Purpose: No consensus exists about the causal relationship between vitamin D (VD) and male factor infertility due to heterogeneity and confounding factors even in randomized controlled trials (RCTs). This study aimed to investigate the causal association between 25 hydroxyvitamin D (25OHD) levels and male factor infertility through Mendelian randomization (MR) and provide complementary information for optimization of future RCTs.
Materials and methods: Two-sample MR analyses with four steps were performed. Single-nucleotide polymorphisms (SNPs) for VD were extracted from 417,580 Europeans in the UK Biobank, and the summary-level data of male factor infertility (825 cases and 85,722 controls) were extracted from the FinnGen.
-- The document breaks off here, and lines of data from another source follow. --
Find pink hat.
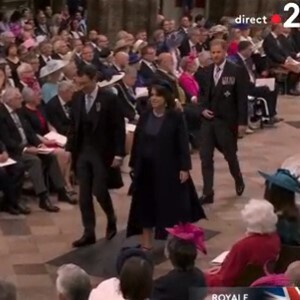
[166,223,207,254]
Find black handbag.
[107,167,124,190]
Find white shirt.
[142,59,155,72]
[214,59,226,85]
[85,85,98,107]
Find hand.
[207,267,221,274]
[202,109,214,120]
[175,99,183,111]
[0,152,9,163]
[191,96,198,103]
[111,157,123,168]
[238,125,247,137]
[43,139,56,146]
[179,171,190,183]
[25,147,42,155]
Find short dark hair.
[264,181,299,220]
[77,65,98,80]
[238,41,252,52]
[120,257,153,300]
[167,237,197,271]
[150,82,176,109]
[209,39,228,50]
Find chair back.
[235,265,266,287]
[275,245,300,273]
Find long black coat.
[127,110,205,239]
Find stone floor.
[0,97,300,300]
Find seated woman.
[22,87,76,199]
[153,224,206,300]
[206,199,280,287]
[259,155,300,246]
[89,248,153,300]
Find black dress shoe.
[58,192,77,205]
[199,194,214,205]
[235,181,245,196]
[72,234,96,248]
[39,198,59,213]
[16,203,31,215]
[1,205,20,216]
[105,220,117,241]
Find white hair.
[2,87,20,104]
[17,63,32,77]
[241,199,278,234]
[58,80,74,92]
[56,264,92,300]
[0,280,17,300]
[285,260,300,286]
[22,86,35,103]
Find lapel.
[84,88,102,131]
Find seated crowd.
[0,7,300,300]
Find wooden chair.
[275,245,300,273]
[235,261,276,287]
[270,67,289,95]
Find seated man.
[233,41,281,124]
[46,81,74,136]
[0,88,70,212]
[263,23,299,96]
[0,142,30,215]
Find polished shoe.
[72,234,96,248]
[1,205,20,216]
[39,198,60,213]
[199,194,214,205]
[105,219,117,241]
[235,181,245,196]
[58,192,78,205]
[16,203,31,215]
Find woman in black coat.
[127,81,205,250]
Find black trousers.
[77,148,115,235]
[249,85,278,118]
[200,119,243,195]
[0,163,25,206]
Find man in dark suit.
[0,142,30,215]
[66,66,125,247]
[46,81,74,136]
[200,39,248,204]
[0,88,72,212]
[233,41,280,125]
[139,45,157,85]
[263,23,299,96]
[179,27,202,57]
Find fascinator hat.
[166,31,185,49]
[166,223,207,254]
[258,169,300,193]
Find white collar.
[58,95,67,107]
[271,31,278,39]
[3,103,15,114]
[238,52,247,61]
[215,59,226,71]
[86,85,99,99]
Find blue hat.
[258,169,300,193]
[117,248,154,274]
[129,53,141,65]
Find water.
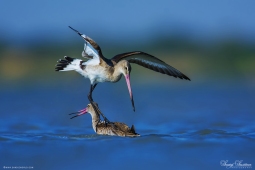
[0,80,255,169]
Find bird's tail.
[55,56,85,74]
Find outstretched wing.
[112,51,190,80]
[69,26,102,63]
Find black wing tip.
[68,26,82,36]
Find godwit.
[70,103,140,137]
[55,26,190,114]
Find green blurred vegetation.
[0,38,255,84]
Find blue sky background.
[0,0,255,44]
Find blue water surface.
[0,79,255,169]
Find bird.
[69,103,140,137]
[55,26,190,114]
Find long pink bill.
[69,108,87,119]
[125,75,135,112]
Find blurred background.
[0,0,255,169]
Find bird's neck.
[112,63,122,82]
[90,112,100,132]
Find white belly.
[83,66,112,84]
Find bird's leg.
[88,84,97,101]
[88,84,111,123]
[88,96,111,124]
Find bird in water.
[69,103,140,137]
[55,26,190,121]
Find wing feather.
[111,51,190,80]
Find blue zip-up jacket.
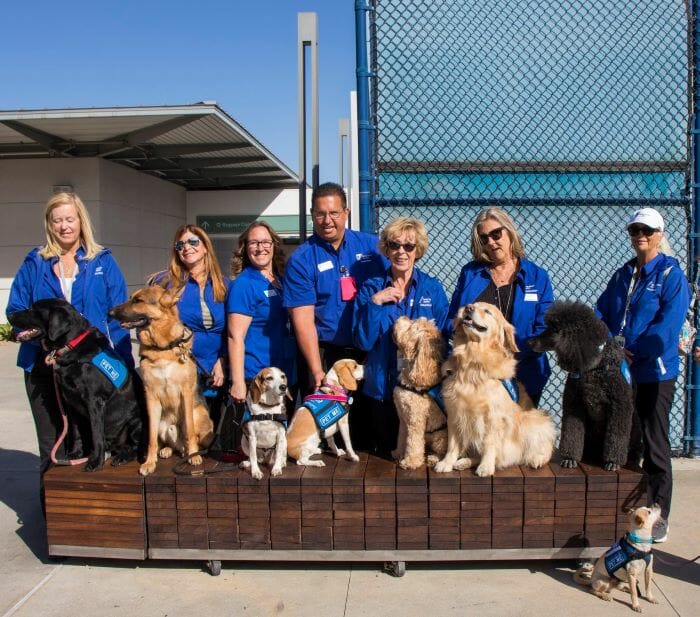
[447,259,554,396]
[5,247,134,371]
[353,268,448,401]
[595,253,691,383]
[282,229,388,347]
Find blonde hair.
[231,221,287,278]
[472,208,525,263]
[39,193,103,259]
[154,225,226,302]
[379,216,428,261]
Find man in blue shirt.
[282,182,387,442]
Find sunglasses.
[627,225,658,238]
[386,240,416,253]
[175,238,199,253]
[479,227,505,244]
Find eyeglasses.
[175,238,199,253]
[386,240,416,253]
[311,210,345,221]
[627,225,659,238]
[479,227,505,244]
[245,240,272,249]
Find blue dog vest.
[304,392,348,431]
[92,349,129,389]
[603,538,651,576]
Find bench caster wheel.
[207,559,221,576]
[383,561,406,578]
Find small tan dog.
[240,366,291,480]
[435,302,557,476]
[391,316,447,469]
[287,359,364,467]
[574,505,661,613]
[109,285,214,476]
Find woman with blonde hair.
[149,224,230,424]
[6,193,134,505]
[447,208,554,405]
[226,221,297,406]
[353,216,447,456]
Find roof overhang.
[0,102,299,191]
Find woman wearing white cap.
[596,208,690,542]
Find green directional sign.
[196,214,313,236]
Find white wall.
[0,158,186,316]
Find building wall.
[0,158,187,316]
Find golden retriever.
[574,505,661,613]
[391,316,447,469]
[110,285,214,476]
[287,358,365,467]
[435,302,556,476]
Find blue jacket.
[353,268,448,400]
[226,266,297,386]
[447,259,554,396]
[282,229,388,347]
[595,253,691,383]
[177,277,231,374]
[5,247,134,371]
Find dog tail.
[574,563,593,586]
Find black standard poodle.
[529,302,641,470]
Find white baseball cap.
[627,208,664,231]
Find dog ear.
[333,360,357,390]
[250,373,263,405]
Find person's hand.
[211,358,224,388]
[372,287,401,305]
[229,382,246,403]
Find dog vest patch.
[304,393,348,431]
[603,538,651,576]
[92,349,129,389]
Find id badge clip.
[340,266,357,302]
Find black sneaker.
[651,518,668,544]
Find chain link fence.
[366,0,691,451]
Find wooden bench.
[45,454,646,572]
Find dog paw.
[435,461,452,473]
[139,461,156,476]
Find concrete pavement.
[0,343,700,617]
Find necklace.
[493,282,513,319]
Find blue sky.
[0,0,356,181]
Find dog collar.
[46,328,94,364]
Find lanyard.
[618,266,642,336]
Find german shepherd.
[109,285,214,476]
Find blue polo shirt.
[595,253,691,383]
[353,268,448,401]
[283,229,388,347]
[226,266,297,385]
[447,259,554,396]
[177,277,231,373]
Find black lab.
[8,298,145,471]
[529,302,641,470]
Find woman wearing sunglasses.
[447,208,554,405]
[149,225,230,426]
[226,221,297,406]
[353,217,448,456]
[595,208,690,542]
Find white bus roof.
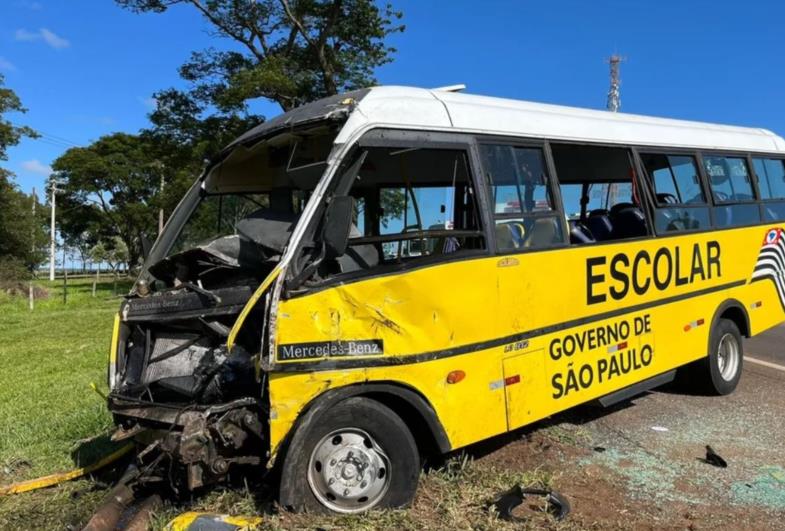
[336,86,785,153]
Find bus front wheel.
[706,319,744,395]
[280,397,420,513]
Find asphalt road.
[474,326,785,531]
[744,325,785,370]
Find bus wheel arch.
[277,382,451,510]
[711,299,751,337]
[700,299,750,395]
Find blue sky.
[0,0,785,197]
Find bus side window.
[703,154,760,228]
[752,158,785,221]
[330,147,486,276]
[641,153,710,234]
[480,144,564,252]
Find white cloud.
[15,29,41,41]
[22,159,52,177]
[14,28,71,50]
[0,56,16,72]
[41,28,71,49]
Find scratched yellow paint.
[258,226,785,455]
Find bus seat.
[657,194,679,205]
[611,203,648,240]
[496,223,518,250]
[336,223,379,273]
[523,217,556,248]
[586,209,613,241]
[569,219,594,245]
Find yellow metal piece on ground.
[165,511,262,531]
[0,443,134,496]
[90,382,109,400]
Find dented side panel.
[269,226,785,455]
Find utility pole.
[606,54,626,112]
[158,171,164,236]
[28,186,38,311]
[49,178,57,282]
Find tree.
[52,133,164,268]
[0,75,44,279]
[116,0,404,114]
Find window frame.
[696,149,766,230]
[698,150,760,206]
[747,156,785,224]
[546,139,657,248]
[633,146,715,238]
[474,135,570,256]
[285,127,494,298]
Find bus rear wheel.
[706,319,744,395]
[281,397,420,513]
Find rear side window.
[752,159,785,221]
[641,153,711,233]
[752,159,785,199]
[480,144,564,252]
[703,155,755,203]
[703,154,760,228]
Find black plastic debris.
[487,485,570,522]
[704,445,728,468]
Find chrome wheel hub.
[717,334,741,382]
[308,428,390,513]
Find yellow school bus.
[109,87,785,512]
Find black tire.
[702,319,744,395]
[280,397,420,513]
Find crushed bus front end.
[102,91,363,490]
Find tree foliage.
[0,75,44,279]
[116,0,404,114]
[112,0,404,249]
[52,133,166,267]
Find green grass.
[0,279,564,530]
[0,279,129,529]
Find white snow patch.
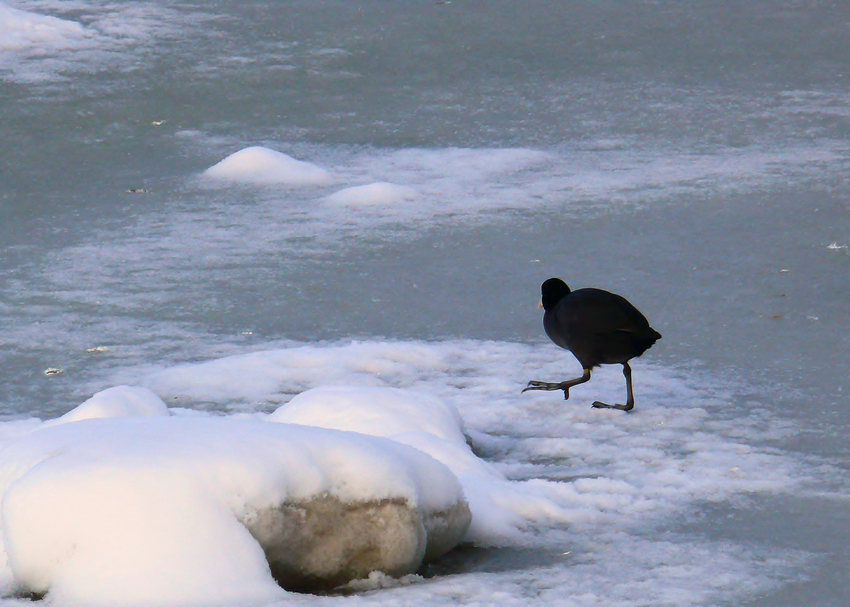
[45,386,169,425]
[0,3,96,53]
[0,406,463,605]
[204,146,331,186]
[325,181,418,206]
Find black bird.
[523,278,661,411]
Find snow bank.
[204,146,331,186]
[0,3,94,51]
[0,394,469,605]
[325,181,418,207]
[269,386,559,544]
[45,386,169,426]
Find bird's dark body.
[543,289,661,369]
[523,278,661,411]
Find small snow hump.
[203,146,331,186]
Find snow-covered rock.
[0,408,470,605]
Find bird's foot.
[522,379,570,400]
[522,379,571,400]
[591,400,634,411]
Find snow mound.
[0,3,92,51]
[269,386,564,545]
[45,386,169,426]
[203,146,331,186]
[325,181,419,206]
[0,386,470,605]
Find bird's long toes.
[523,379,552,392]
[591,401,634,413]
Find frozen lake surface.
[0,0,850,607]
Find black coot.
[523,278,661,411]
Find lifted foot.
[522,379,575,400]
[591,401,635,411]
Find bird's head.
[540,278,570,310]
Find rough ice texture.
[204,146,331,186]
[0,394,469,605]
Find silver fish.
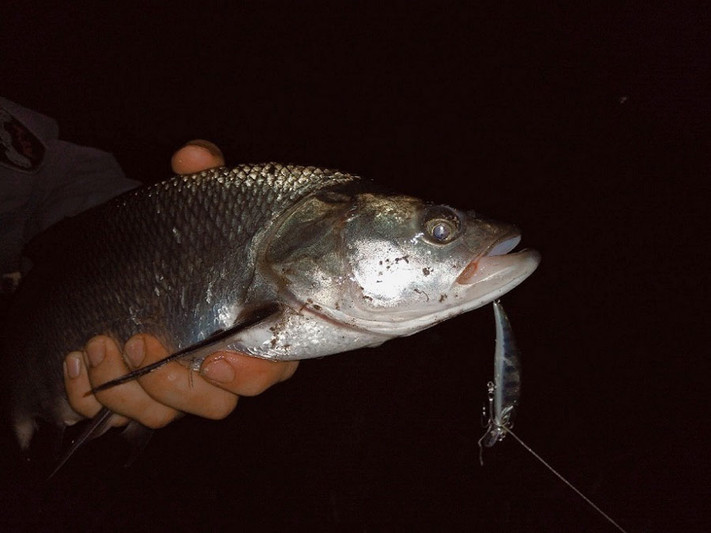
[3,164,540,447]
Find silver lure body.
[2,164,539,446]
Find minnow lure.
[478,300,627,533]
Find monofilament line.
[504,428,627,533]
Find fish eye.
[423,206,462,244]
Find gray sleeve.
[24,140,140,242]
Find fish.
[0,163,540,449]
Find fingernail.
[64,352,81,379]
[200,359,235,383]
[185,139,224,158]
[124,337,146,368]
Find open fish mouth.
[456,232,540,285]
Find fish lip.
[456,230,527,285]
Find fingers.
[85,336,180,428]
[170,139,225,174]
[200,352,299,396]
[126,335,237,420]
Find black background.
[0,2,711,531]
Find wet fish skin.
[2,164,358,446]
[3,164,539,446]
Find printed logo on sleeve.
[0,107,45,172]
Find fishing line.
[503,427,627,533]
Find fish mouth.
[456,231,540,285]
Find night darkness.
[0,2,711,532]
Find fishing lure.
[478,300,627,533]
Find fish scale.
[3,164,357,444]
[0,163,539,454]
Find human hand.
[64,140,298,428]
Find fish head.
[265,193,540,337]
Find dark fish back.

Results: Totally 99 SNPs robustly associated with the 25OHD were included, and a 1-unit increase in genetically predicted natural-log transformed 25OHD levels was associated with decreased risk of male factor infertility (odds ratio [OR], 0.62; 95% confidence interval [CI], 0.44-0.89; p=0.010), which was consistent in all three sensitivity analyses (MR-Egger, weighted median, and weighted mode methods). The conclusion still stands after removing SNPs which explained more variation in the male factor infertility than the 25OHD (OR, 0.61; 95% CI, 0.42-0.88; p=0.009; n=62), and which were associated with confounders (body mass index, type 2 diabetes, smoking, and coronary artery diseases) of male factor infertility (OR, 0.58; 95% CI, 0.39-0.85; p=0.005; n=55).
Conclusions: VD supplement to increase serum 25OHD levels may be clinically beneficial for male factor infertility in the general population. The well-designed RCTs should be performed in priority to address this question.
Keywords: Genetics; Infertility, male; Sterility, male; Vitamin D.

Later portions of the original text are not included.